Background & objective: Breast-conserving therapy has become a widely accepted treatment option in the management of early-stage breast cancer. Postoperative radiotherapy is conventionally delivered with conventional wedged tangential fields. However, intensity modulation in radiotherapy helps to maximize tumor control while minimizing damage to normal tissues. This study was to evaluate the potential dosimetric benefits and optimal indications of intensity-modulated radiotherapy (IMRT) for the intact breast.
Methods: Ten patients with stage Tis-2N0M0 breast cancer, who received breast-conserving surgery, were selected for this study. A dosimetric comparison of forward planning IMRT with conventional wedged tangential technique was performed on each patient using three-dimensional treatment planning. The total prescribed dose for both plans was 5000 cGy/25 fractions. Dose volume histograms (DVH) were used to compare the planning target volume (PTV) and organs at risks (OARs) such as ipsilateral lung, contralateral breast, contralateral lung for all patients, and coronary arteries, heart for left sided patients, and liver for right sided patients.

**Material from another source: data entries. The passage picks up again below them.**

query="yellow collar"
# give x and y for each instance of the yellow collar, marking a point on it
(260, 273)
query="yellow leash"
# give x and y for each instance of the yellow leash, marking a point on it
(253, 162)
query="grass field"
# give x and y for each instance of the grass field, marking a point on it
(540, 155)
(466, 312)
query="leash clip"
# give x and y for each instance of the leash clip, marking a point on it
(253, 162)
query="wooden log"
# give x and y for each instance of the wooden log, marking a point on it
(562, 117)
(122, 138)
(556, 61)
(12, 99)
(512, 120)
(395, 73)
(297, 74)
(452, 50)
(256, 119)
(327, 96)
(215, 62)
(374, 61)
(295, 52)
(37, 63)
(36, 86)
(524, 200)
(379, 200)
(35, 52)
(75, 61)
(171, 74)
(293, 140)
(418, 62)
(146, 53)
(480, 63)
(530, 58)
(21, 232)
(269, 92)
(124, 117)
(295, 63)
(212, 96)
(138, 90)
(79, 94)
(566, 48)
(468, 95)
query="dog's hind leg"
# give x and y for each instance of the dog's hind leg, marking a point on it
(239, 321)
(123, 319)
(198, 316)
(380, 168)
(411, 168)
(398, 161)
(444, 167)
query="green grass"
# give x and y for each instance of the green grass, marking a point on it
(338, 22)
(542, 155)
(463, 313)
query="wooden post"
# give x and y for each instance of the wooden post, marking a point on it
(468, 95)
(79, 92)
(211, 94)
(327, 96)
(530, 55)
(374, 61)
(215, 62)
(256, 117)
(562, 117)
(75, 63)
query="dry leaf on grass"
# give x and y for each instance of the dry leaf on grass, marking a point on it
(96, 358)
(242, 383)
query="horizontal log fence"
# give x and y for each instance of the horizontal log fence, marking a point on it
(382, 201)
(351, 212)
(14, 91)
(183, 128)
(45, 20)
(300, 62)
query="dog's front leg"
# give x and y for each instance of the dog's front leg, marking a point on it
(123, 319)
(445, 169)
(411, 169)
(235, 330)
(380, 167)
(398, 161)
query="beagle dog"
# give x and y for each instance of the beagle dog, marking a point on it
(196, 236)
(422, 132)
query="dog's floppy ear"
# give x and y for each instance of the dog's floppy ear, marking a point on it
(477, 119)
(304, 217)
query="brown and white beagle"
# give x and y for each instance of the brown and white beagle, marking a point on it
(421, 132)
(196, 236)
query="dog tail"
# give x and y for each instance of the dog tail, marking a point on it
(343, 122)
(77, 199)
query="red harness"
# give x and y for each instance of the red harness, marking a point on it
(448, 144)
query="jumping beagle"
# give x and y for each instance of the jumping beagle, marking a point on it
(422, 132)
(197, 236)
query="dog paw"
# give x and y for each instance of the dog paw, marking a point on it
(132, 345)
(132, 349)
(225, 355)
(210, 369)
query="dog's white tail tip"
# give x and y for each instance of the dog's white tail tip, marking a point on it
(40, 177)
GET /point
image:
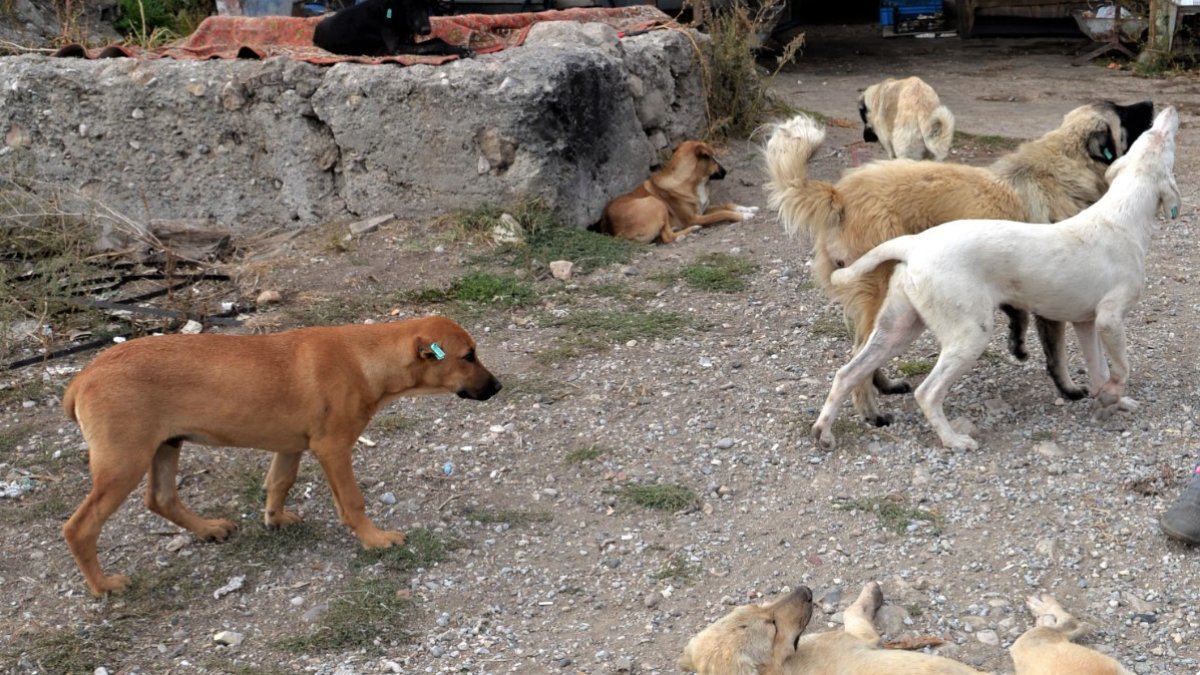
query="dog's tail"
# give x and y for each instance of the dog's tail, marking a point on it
(804, 205)
(891, 250)
(937, 130)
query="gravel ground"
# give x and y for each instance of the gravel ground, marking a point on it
(557, 572)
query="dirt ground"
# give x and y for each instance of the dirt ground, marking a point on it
(549, 566)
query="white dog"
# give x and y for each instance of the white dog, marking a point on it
(1087, 269)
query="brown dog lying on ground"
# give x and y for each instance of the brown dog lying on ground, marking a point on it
(766, 640)
(315, 388)
(673, 202)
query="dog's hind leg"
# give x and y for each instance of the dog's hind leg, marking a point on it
(1018, 323)
(1054, 344)
(897, 327)
(859, 616)
(112, 479)
(280, 478)
(162, 497)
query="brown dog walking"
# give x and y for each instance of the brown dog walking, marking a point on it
(313, 388)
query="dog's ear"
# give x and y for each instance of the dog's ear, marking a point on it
(429, 350)
(1102, 145)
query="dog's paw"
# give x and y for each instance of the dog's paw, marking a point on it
(1128, 405)
(747, 213)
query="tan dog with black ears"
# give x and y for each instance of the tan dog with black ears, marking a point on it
(673, 202)
(767, 640)
(309, 389)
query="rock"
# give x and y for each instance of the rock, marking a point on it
(234, 584)
(1049, 449)
(228, 638)
(988, 637)
(268, 298)
(315, 613)
(508, 231)
(370, 225)
(562, 269)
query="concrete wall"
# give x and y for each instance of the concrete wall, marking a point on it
(574, 117)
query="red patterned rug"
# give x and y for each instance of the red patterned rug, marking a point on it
(262, 37)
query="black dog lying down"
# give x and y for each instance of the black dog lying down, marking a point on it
(382, 28)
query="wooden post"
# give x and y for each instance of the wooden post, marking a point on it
(1157, 53)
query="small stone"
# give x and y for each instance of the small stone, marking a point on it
(228, 638)
(562, 270)
(315, 613)
(1049, 449)
(988, 637)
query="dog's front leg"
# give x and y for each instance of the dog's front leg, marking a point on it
(335, 459)
(280, 478)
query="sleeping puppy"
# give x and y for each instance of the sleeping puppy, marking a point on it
(767, 640)
(907, 119)
(383, 28)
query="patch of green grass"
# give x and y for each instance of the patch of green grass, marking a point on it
(829, 327)
(985, 142)
(13, 436)
(360, 613)
(659, 497)
(423, 548)
(587, 453)
(267, 544)
(394, 422)
(893, 512)
(622, 326)
(72, 650)
(480, 287)
(915, 366)
(486, 515)
(717, 273)
(677, 569)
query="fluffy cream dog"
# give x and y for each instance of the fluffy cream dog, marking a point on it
(766, 640)
(1087, 269)
(1044, 180)
(907, 119)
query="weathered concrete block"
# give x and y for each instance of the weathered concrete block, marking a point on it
(259, 144)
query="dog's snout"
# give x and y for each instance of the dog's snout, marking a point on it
(487, 390)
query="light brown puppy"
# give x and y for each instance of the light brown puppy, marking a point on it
(673, 202)
(313, 388)
(1044, 180)
(907, 118)
(766, 640)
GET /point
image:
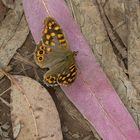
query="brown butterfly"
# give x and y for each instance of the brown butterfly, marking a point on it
(53, 52)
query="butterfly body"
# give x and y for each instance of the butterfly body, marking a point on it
(54, 53)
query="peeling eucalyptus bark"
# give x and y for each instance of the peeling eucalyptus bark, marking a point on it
(133, 12)
(104, 32)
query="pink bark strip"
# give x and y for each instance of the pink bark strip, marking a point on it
(91, 93)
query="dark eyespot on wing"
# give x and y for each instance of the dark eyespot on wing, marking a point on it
(66, 78)
(50, 80)
(53, 30)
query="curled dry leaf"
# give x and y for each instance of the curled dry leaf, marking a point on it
(13, 31)
(91, 93)
(33, 110)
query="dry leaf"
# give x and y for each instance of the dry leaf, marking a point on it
(34, 110)
(91, 93)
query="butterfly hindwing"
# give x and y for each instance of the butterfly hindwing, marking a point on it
(53, 52)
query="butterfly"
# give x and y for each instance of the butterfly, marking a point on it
(53, 52)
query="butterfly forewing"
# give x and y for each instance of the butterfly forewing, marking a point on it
(53, 52)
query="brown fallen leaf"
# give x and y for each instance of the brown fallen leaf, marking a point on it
(13, 31)
(33, 110)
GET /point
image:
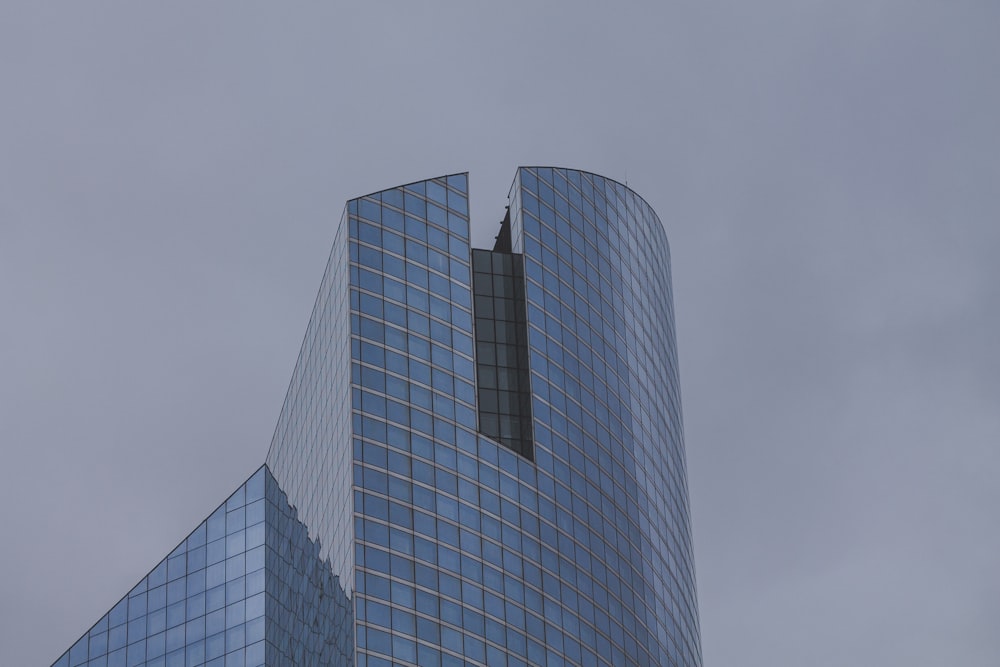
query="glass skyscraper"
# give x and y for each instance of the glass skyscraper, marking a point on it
(479, 461)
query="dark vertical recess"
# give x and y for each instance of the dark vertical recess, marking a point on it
(502, 375)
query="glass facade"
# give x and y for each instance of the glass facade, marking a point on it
(480, 459)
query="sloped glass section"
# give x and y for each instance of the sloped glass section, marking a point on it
(246, 588)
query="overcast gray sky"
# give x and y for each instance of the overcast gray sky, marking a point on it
(828, 173)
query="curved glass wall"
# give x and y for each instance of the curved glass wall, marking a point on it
(479, 461)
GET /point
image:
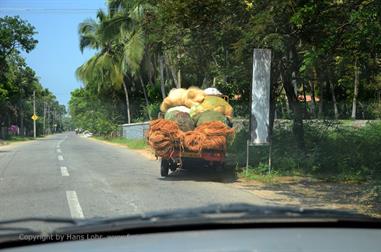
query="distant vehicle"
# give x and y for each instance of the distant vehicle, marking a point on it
(87, 133)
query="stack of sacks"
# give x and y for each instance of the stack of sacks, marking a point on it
(182, 97)
(180, 115)
(208, 112)
(214, 103)
(208, 136)
(208, 116)
(163, 136)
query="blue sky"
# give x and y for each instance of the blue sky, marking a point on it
(57, 54)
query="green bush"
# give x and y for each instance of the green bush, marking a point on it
(374, 110)
(332, 150)
(153, 110)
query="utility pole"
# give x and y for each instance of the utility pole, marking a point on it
(34, 112)
(44, 130)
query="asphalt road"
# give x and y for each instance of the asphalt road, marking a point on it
(66, 175)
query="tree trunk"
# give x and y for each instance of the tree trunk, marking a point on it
(320, 84)
(335, 109)
(127, 102)
(161, 69)
(289, 85)
(355, 92)
(179, 78)
(145, 96)
(305, 101)
(313, 100)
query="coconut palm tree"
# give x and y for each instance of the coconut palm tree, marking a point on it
(106, 66)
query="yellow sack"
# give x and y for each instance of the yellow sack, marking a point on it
(214, 103)
(182, 97)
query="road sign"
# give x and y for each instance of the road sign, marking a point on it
(34, 117)
(260, 107)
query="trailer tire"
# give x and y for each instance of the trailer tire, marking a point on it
(164, 167)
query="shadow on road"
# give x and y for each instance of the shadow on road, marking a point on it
(319, 194)
(204, 174)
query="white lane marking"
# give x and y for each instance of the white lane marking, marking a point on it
(74, 206)
(64, 171)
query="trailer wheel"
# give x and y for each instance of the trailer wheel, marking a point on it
(164, 167)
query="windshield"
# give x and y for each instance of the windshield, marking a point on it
(124, 107)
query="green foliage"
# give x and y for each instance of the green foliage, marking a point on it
(153, 110)
(18, 81)
(334, 150)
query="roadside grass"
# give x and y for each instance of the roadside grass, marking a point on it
(15, 139)
(136, 144)
(253, 174)
(334, 152)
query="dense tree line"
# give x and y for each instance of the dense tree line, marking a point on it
(325, 56)
(18, 82)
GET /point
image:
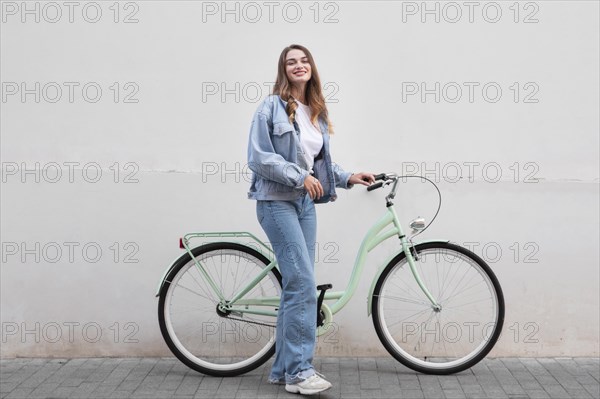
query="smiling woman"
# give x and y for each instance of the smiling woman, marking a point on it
(288, 151)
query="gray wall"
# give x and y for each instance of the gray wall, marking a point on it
(97, 188)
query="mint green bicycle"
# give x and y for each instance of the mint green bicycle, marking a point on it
(437, 307)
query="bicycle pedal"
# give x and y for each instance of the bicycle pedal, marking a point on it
(322, 288)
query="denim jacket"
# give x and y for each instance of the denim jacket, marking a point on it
(276, 157)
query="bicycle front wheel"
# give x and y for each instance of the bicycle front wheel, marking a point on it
(200, 334)
(445, 339)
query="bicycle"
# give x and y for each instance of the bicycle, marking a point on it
(437, 307)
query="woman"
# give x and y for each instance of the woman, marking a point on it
(288, 152)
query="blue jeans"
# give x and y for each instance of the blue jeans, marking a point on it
(291, 227)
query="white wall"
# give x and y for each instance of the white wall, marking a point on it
(177, 140)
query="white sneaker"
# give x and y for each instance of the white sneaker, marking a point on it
(310, 386)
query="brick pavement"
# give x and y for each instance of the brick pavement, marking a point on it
(380, 377)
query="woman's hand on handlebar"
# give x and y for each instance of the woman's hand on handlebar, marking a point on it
(313, 187)
(363, 178)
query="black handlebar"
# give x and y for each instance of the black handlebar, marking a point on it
(374, 186)
(381, 176)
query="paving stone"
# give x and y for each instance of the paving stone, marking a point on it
(352, 378)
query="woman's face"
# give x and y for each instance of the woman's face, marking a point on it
(297, 67)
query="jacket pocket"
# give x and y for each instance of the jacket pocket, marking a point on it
(284, 140)
(280, 128)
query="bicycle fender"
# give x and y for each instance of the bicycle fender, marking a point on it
(166, 273)
(382, 268)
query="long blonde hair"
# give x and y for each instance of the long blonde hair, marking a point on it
(314, 94)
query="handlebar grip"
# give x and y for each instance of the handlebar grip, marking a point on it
(374, 186)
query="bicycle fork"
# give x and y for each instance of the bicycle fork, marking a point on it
(406, 247)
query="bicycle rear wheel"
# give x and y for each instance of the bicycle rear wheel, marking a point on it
(446, 340)
(201, 336)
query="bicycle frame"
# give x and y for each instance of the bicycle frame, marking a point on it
(387, 226)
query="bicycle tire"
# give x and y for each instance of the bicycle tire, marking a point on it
(185, 333)
(421, 346)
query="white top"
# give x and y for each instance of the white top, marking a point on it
(310, 136)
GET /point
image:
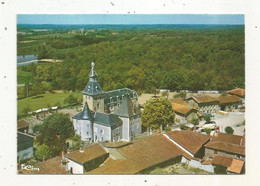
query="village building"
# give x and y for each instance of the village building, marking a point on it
(230, 103)
(183, 113)
(107, 116)
(85, 159)
(24, 146)
(241, 93)
(204, 103)
(50, 166)
(227, 145)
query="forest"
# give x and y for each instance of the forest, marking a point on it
(143, 57)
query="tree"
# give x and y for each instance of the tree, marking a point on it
(43, 151)
(54, 131)
(207, 118)
(70, 100)
(157, 113)
(229, 130)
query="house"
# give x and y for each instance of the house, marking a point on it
(227, 145)
(192, 142)
(107, 116)
(50, 166)
(239, 92)
(204, 103)
(85, 159)
(183, 113)
(230, 103)
(22, 126)
(24, 146)
(96, 126)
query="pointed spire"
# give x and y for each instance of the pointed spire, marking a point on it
(86, 114)
(92, 74)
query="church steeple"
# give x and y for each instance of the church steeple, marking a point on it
(93, 87)
(92, 74)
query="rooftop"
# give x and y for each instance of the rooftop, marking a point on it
(204, 99)
(222, 160)
(88, 153)
(229, 138)
(110, 120)
(182, 109)
(192, 141)
(229, 99)
(51, 166)
(238, 91)
(226, 147)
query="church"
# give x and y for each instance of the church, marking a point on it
(107, 115)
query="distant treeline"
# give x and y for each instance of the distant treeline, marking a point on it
(193, 58)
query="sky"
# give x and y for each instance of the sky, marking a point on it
(231, 19)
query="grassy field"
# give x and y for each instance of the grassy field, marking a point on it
(24, 77)
(51, 99)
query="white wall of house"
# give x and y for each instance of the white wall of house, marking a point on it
(76, 167)
(25, 154)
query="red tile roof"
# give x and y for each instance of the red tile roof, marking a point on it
(229, 99)
(179, 101)
(236, 166)
(229, 138)
(51, 166)
(222, 160)
(89, 153)
(204, 99)
(192, 141)
(182, 109)
(226, 147)
(238, 91)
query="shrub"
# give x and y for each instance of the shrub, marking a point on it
(229, 130)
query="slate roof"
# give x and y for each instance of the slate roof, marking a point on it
(51, 166)
(92, 88)
(117, 96)
(238, 91)
(236, 166)
(109, 120)
(126, 109)
(226, 147)
(181, 109)
(89, 153)
(85, 114)
(229, 99)
(192, 141)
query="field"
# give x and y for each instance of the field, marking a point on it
(24, 77)
(42, 100)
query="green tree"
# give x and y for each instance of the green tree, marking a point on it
(229, 130)
(70, 100)
(43, 151)
(157, 113)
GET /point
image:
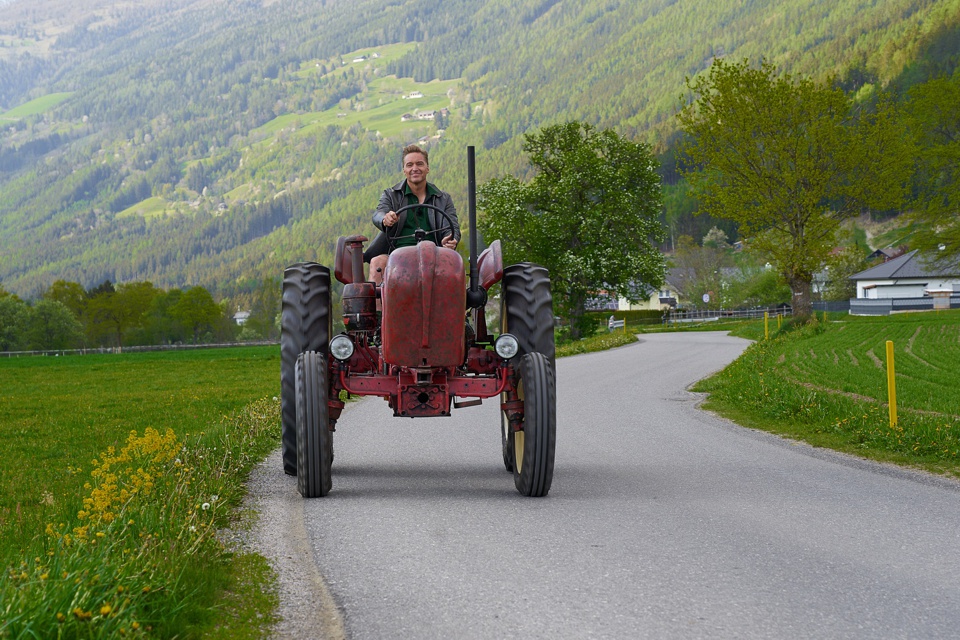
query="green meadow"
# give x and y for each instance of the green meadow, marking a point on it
(825, 383)
(116, 473)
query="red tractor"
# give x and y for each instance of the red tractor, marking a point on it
(420, 354)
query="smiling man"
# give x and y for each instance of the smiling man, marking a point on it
(397, 230)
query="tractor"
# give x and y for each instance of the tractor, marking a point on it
(428, 349)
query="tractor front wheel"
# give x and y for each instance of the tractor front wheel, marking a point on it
(314, 438)
(526, 311)
(535, 445)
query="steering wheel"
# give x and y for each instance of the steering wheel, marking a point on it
(420, 234)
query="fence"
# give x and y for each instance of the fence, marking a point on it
(714, 315)
(135, 349)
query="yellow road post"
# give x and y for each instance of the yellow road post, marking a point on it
(891, 385)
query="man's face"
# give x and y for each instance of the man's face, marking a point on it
(415, 168)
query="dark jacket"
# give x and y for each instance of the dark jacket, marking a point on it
(393, 199)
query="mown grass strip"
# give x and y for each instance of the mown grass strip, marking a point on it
(820, 384)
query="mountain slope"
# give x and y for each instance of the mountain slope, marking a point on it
(209, 142)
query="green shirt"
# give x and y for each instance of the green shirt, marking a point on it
(416, 218)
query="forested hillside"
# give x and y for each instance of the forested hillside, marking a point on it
(205, 142)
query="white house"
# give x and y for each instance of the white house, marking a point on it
(907, 276)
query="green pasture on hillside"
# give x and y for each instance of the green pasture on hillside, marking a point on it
(58, 413)
(89, 548)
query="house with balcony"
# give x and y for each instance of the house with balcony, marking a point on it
(910, 282)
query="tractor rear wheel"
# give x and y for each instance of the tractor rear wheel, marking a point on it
(305, 325)
(535, 445)
(527, 308)
(526, 311)
(314, 438)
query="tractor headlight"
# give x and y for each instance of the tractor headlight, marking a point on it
(506, 346)
(341, 347)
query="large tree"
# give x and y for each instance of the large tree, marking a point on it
(53, 326)
(789, 159)
(589, 215)
(197, 311)
(113, 311)
(935, 118)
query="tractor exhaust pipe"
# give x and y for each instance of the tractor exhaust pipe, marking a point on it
(476, 297)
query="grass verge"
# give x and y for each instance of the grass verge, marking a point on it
(597, 342)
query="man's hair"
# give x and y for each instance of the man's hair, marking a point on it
(413, 148)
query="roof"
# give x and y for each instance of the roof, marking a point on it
(909, 265)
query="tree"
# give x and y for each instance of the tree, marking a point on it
(265, 309)
(839, 267)
(935, 120)
(53, 326)
(70, 294)
(700, 270)
(115, 313)
(14, 317)
(197, 311)
(589, 215)
(789, 159)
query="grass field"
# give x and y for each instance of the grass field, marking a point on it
(826, 384)
(87, 548)
(92, 442)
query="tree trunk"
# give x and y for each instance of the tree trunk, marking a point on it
(802, 289)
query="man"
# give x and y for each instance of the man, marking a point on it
(414, 189)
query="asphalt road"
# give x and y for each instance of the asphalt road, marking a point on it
(663, 522)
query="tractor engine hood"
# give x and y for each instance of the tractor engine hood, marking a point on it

Results: The PTV coverage in IMRT plan was similar to that of the conventional plan (97.7% vs. 98.3%). A better dose uniformity throughout the whole breast was achieved by IMRT plan. The percentage of PTV receiving less than 95% prescribed dose and more than 103% prescribed dose (inhomogeneity index, IHI) decreased from 29.9% to 2.9%; the percentage of PTV receiving more than 105% prescribed dose (V105%) decreased from 28.2% to 0.6%. A better amelioration of IHI and reduction of V105% in IMRT plans were observed in the relatively large PTV subgroup. Obvious reduction in the doses to OARs was achieved by IMRT plan. The maximum dose (D(max)) of coronary artery decreased from 5057.1 cGy to 4832.9 cGy, and the mean dose (D(mean)) of heart decreased from 629.8 cGy to 450.7 cGy; the Dmean of liver decreased from 283.9 cGy to 172.0 cGy for right sided patients; the Dmean and percentage of volume receiving more than 20 Gy (V20) of ipsilateral lung decreased from 925.2 cGy to 765.9 cGy, and from 16.0% to 15.3%, respectively; the Dmean and V20 of different central lung distance (CLD) subgroups decreased by 14.7% and 20.9%, 7.0% and 12.9%, respectively; the Dmean of contralateral breast decreased from 75.4 cGy to 20.3 cGy; the Dmean of contralateral lung decreased from 30.9 cGy to 16.1 cGy.
Conclusion: Forward planning IMRT based on a standard tangential beam arrangement significantly improves the dose homogeneity throughout the target volume of intact breast, and reduces the dose to OARs, especially in patients with large breast volumes or exceeded CLD, who might be proposed as candidates of IMRT for intact breast.